En el primer COSUP de 1960, el Padre Dann declaraba abiertos por primera vez los cursos, con el derecho a diplomar oficialmente a sus alumnos. Con la iniciativa que caracteriza a los padres jesuitas, años antes, confiados en que la aprobación llegaría, habían abierto cursos sin la anuencia oficial, pero los inscriptos lo sabían, y confiaban, como sucedió finalmente, en que llegaría el permiso. Tanto es así, que los alumnos de Psicología recibieron su diploma al día siguiente de este reconocimiento oficial.
El Padre Dann, en su discurso de apertura al primer año académico, consideró algunos aspectos que caracterizaban la propuesta de USAL: la libertad creadora, la formación en la investigación científica, la especulación filosófica sobre la sociedad y las personas, las creaciones artísticas. O sea, una casa de estudios a la que “solo las dictaduras temen”.
Luego, condenó “la técnica sin alma”, sin proyección social auténtica, recordando la obligación de USAL con los desheredados. Consideró que la pedagogía universitaria actual debía exigir el diálogo continuo de profesores y alumnos, en la superación de la dicotomía ciencia-fe.
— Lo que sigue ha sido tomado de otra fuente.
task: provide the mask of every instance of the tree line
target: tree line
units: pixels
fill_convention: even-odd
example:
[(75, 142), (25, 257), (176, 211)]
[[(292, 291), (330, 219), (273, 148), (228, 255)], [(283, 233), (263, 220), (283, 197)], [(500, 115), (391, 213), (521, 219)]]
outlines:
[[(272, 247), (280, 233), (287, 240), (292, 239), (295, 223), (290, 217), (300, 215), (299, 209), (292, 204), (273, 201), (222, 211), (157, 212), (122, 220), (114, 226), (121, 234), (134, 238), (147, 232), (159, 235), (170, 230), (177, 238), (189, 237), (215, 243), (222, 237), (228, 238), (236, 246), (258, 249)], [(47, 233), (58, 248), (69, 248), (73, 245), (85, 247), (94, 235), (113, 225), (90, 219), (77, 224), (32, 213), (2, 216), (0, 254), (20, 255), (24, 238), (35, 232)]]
En este marco, por ser la enseñanza de la teología en todas las carreras un motivo de diferencia de opiniones, en la sesión del 27 de diciembre de 1961 se discutió sobre el tema y se consideraron dos posibilidades: Teología debía depender de cada Facultad o debía estar centralizada y constituir una Facultad aparte. Se opinó que la primera opción debería analizarse ya que, de aplicarse, sería una “escisión”: la teología debía dar una visión cristiana integral a los alumnos en su formación. El Padre Quiles consideró que la teología debía ser autónoma y que se podía crear el Departamento de Teología, que trabajaría en acuerdo con los decanos, sin interferir en las “materias profanas”. La inscripción de los alumnos se haría en cada Facultad. En diciembre de 1964, se creó el Departamento de Teología, dependiente de Rectorado, para la formación integral de todos los miembros de la Universidad, tanto en el plano espiritual, personal y comunitario, como en el académico, intelectual y social.